Fred Weatherspoon, the deputy director of the Arkansas Law Enforcement Training Academy, said the reasoning behind the Arkansas law has to do with logistics. Sometimes police departments need to hire someone quickly, he said, either because an officer has retired, or died unexpectedly. The timing of a job opening doesn’t necessarily line up with the prescheduled academy classes that are offered by the state.

“For instance, we got a class that started this past Sunday,” Weatherspoon told me. “If an applicant was not able to make it through their hiring selection in time to attend this academy, then through no fault of that agency or that officer … they wouldn’t be able to attend the academy until probably four, maybe five months later.”

Nancy Cummings, who left the Alexander police force after being charged, was found not guilty by a jury in October 2013. She is currently being sued in civil court by the Wallace family. A lawyer for Cummings, John Wilkerson, told me his client’s lack of training is not relevant to the case.

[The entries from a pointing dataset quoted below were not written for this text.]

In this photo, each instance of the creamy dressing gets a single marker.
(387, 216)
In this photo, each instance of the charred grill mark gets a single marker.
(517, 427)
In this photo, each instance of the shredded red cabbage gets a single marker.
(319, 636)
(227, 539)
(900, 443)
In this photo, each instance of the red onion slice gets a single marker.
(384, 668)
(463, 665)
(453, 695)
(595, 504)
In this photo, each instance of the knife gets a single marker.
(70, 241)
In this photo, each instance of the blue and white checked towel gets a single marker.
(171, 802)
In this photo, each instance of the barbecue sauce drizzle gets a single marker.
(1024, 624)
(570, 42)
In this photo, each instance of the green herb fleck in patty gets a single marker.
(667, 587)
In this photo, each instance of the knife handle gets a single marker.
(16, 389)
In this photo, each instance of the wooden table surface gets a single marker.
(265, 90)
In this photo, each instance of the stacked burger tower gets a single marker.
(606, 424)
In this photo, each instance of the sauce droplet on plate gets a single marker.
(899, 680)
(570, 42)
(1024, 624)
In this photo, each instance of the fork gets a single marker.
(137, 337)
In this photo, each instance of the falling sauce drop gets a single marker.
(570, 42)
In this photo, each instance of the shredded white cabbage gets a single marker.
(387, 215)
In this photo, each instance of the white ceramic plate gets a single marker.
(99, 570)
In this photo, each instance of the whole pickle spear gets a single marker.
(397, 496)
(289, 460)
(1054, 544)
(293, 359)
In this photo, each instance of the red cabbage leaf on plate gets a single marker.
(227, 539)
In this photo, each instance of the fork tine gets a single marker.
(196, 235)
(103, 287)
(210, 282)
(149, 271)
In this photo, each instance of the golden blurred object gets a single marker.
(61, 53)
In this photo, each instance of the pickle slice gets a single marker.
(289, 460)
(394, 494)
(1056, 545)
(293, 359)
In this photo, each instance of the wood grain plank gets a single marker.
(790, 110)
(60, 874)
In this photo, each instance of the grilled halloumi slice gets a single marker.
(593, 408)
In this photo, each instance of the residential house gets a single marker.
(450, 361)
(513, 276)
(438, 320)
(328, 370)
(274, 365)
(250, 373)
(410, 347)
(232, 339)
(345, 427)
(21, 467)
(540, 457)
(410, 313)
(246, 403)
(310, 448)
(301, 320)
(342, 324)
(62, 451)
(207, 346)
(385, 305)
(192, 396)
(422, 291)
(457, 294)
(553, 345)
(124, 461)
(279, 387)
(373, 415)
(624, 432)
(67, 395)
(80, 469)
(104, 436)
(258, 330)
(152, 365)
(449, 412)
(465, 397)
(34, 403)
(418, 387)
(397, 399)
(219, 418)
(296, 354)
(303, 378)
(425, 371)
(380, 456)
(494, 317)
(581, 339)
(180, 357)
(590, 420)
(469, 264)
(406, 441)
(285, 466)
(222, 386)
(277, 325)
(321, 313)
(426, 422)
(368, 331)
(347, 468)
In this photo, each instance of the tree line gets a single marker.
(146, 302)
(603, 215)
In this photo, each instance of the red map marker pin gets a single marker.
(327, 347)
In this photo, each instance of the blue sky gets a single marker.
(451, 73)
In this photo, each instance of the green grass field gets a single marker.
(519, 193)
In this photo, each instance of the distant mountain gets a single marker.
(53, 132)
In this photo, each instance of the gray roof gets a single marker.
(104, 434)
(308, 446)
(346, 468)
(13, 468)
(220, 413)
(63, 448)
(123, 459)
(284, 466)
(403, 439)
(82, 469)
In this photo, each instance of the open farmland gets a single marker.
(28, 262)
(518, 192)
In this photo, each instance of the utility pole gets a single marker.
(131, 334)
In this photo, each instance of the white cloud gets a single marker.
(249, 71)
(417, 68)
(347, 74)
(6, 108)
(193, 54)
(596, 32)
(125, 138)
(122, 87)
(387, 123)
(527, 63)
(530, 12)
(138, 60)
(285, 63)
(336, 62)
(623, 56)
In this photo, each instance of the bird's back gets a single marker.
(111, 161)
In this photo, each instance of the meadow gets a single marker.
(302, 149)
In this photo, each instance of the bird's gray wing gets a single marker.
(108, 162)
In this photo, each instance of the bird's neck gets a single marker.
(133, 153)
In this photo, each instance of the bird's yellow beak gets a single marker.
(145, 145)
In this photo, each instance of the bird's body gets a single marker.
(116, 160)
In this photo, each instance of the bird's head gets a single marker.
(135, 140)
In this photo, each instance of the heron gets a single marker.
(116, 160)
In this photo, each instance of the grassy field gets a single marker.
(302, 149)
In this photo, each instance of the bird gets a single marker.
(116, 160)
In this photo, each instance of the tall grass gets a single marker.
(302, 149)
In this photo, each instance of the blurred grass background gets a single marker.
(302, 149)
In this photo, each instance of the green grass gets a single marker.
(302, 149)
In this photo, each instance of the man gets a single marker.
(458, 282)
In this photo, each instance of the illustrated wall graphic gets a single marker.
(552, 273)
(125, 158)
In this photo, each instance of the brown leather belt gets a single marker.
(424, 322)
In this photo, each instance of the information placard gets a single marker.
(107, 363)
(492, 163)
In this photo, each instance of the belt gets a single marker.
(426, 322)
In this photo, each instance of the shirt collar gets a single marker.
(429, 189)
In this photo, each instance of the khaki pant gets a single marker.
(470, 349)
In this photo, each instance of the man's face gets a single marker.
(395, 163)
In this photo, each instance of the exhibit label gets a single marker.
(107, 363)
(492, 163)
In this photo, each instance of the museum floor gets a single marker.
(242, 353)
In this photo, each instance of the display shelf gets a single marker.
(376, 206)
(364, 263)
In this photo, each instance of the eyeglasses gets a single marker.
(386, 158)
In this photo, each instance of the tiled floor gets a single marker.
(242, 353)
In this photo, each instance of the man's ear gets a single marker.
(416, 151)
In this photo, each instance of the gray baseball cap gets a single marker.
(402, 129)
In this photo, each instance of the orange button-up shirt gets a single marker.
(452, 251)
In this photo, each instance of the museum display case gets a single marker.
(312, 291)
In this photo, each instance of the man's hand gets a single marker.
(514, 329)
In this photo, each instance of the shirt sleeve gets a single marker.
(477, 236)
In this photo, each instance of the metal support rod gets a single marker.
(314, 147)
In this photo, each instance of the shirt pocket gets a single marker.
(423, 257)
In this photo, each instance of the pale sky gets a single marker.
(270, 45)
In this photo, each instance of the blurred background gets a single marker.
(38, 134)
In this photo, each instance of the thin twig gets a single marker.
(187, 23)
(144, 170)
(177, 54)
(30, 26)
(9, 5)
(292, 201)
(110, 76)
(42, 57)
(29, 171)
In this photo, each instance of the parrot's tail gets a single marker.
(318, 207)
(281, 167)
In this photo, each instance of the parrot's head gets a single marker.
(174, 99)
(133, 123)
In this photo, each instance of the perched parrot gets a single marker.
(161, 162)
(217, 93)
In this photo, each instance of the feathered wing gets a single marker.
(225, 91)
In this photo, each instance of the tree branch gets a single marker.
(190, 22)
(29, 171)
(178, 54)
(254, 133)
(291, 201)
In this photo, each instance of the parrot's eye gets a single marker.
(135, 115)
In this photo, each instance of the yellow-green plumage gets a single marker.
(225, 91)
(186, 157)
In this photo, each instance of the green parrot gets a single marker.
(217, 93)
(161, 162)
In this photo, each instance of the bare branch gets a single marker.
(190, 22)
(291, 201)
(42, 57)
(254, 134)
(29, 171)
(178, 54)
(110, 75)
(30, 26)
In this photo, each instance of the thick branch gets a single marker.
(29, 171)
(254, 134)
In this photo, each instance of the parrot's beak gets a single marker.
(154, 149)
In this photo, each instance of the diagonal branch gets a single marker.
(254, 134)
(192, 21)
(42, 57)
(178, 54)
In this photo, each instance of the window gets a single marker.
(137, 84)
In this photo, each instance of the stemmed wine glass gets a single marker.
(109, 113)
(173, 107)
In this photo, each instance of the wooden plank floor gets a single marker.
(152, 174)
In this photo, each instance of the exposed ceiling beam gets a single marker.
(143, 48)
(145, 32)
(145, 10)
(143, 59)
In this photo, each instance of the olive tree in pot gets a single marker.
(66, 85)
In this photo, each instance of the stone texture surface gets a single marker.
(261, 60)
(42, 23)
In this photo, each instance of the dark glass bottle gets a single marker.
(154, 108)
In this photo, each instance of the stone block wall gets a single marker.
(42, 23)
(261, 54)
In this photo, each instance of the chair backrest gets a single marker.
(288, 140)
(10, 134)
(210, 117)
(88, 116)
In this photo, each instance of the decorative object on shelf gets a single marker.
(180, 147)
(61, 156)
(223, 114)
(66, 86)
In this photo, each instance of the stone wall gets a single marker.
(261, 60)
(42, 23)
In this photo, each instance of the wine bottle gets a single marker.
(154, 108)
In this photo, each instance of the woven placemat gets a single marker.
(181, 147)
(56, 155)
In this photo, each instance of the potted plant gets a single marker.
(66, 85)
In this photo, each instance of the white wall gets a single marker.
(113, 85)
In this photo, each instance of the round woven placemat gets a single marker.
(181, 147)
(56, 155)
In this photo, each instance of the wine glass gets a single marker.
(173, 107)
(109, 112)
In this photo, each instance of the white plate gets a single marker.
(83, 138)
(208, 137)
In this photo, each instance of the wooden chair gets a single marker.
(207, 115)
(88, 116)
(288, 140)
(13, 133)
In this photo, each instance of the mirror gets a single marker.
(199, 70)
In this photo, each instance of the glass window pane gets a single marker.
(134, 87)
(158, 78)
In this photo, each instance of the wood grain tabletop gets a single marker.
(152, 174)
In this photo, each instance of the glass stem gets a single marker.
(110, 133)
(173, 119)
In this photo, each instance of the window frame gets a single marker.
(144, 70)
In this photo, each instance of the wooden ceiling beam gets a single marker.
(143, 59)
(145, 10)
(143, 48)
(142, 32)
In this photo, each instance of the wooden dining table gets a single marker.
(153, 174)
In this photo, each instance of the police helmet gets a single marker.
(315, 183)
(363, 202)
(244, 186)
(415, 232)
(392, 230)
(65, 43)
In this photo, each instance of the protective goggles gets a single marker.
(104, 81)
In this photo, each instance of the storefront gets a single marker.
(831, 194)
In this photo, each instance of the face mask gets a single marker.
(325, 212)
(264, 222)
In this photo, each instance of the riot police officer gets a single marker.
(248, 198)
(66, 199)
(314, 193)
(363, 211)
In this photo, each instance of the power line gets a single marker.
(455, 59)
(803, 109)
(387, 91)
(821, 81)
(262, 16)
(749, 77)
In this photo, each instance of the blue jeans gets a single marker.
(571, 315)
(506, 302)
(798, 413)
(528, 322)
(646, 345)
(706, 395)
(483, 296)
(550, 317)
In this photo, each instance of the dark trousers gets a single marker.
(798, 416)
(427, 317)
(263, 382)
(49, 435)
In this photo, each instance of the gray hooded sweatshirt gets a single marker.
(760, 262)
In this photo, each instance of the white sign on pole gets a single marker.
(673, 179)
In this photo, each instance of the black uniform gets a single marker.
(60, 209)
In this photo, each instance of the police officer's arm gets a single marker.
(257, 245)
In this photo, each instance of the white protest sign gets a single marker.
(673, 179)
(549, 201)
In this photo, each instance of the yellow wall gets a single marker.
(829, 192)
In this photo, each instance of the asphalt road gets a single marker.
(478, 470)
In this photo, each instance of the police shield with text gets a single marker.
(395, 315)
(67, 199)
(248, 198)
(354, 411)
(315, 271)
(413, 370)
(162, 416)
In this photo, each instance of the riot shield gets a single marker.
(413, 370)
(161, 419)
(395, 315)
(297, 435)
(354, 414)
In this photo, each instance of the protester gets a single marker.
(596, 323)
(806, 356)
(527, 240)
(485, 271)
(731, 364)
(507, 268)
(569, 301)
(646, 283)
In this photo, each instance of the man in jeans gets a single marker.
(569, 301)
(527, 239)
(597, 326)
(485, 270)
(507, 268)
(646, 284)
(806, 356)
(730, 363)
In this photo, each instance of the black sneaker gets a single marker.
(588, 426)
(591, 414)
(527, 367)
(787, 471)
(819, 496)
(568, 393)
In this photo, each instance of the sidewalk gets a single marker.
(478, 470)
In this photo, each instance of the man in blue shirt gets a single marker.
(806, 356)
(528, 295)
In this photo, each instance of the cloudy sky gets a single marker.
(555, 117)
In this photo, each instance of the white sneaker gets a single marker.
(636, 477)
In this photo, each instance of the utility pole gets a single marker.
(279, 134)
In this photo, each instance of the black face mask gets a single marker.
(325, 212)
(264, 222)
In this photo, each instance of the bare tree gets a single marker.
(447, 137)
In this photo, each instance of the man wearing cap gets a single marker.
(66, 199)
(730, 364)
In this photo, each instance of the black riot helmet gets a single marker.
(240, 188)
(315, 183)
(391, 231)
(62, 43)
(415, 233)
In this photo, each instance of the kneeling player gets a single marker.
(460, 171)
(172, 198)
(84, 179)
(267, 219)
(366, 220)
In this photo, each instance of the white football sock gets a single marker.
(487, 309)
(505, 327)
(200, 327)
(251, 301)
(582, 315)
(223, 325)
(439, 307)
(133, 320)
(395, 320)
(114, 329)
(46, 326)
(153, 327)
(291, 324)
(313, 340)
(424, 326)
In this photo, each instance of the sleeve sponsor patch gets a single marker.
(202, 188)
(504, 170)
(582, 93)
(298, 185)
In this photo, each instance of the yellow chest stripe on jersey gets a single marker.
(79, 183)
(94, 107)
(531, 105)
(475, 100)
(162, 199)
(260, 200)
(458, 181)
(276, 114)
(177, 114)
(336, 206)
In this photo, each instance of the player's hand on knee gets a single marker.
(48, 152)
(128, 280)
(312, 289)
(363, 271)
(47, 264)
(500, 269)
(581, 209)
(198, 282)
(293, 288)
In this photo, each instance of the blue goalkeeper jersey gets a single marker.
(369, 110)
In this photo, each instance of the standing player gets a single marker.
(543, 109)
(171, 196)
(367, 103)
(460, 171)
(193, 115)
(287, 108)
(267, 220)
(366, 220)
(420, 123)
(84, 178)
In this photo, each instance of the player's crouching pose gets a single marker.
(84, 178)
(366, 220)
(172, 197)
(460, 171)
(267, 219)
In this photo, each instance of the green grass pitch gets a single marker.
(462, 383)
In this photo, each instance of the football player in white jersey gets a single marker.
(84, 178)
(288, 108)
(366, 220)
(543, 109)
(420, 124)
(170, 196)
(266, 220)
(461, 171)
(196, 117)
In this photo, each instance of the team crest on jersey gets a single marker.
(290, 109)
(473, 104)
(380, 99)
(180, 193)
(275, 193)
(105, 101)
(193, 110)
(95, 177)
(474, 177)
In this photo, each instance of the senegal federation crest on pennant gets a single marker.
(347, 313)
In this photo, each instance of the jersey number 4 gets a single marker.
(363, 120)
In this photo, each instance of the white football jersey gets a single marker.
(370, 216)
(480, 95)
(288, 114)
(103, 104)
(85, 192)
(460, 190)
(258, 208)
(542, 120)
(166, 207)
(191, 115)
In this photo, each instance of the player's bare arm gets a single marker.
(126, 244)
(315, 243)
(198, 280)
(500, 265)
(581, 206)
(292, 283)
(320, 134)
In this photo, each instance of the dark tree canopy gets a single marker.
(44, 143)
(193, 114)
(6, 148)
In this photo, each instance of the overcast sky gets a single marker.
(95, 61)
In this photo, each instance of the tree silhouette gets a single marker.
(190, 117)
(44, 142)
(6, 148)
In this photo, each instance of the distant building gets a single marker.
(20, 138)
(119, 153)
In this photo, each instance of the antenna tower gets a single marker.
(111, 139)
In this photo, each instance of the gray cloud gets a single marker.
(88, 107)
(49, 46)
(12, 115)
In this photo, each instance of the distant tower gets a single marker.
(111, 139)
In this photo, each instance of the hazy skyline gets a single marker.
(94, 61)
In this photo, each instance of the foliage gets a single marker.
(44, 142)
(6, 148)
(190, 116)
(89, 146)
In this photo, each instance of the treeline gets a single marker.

“She was put out on the streets per Arkansas law,” Wilkerson said. “I don’t want to speak for the plaintiffs too much, but from their perspective she wasn’t trained to go into the streets at all … but it’s irrelevant in that state law allowed her to be out there.” (I reached out to lawyers for the Wallace family but didn’t hear back.)

According to Wilkerson, the law is primarily designed to benefit small police departments, which he said have an especially difficult time with staffing.

“You get these rural departments, and they’re scrambling for manpower, so they do the best they can,” he said. “Police officers aren’t easy to come by. … You sort of get what you can get” and train them whenever you get the chance.

Sometimes the delay in training is the result of all the slots in the police academy being booked. “Our next class starts in July,” said Younce in Indiana. “It’s capped out at 150, and we have people on a waiting list, so some agencies have to wait a little bit before they can get their people in here. And that ends up being something [the officers] have to work through.”

A comprehensive picture of law enforcement hiring practices in all 50 states is hard to come by, so it’s unclear how widespread policies like those in Arkansas and Indiana are. If you know of another state where people can work as police officers before they’ve received training and state certification, email me and I’ll update this post.

As we’ve been reminded too often of late, even when police do receive training in the proper use of deadly force, they don’t always apply that training in the field. In light of that, it’s sobering to think that there are states where police officers can spend up to a year on the job without first receiving instruction in the life-and-death work of law enforcement.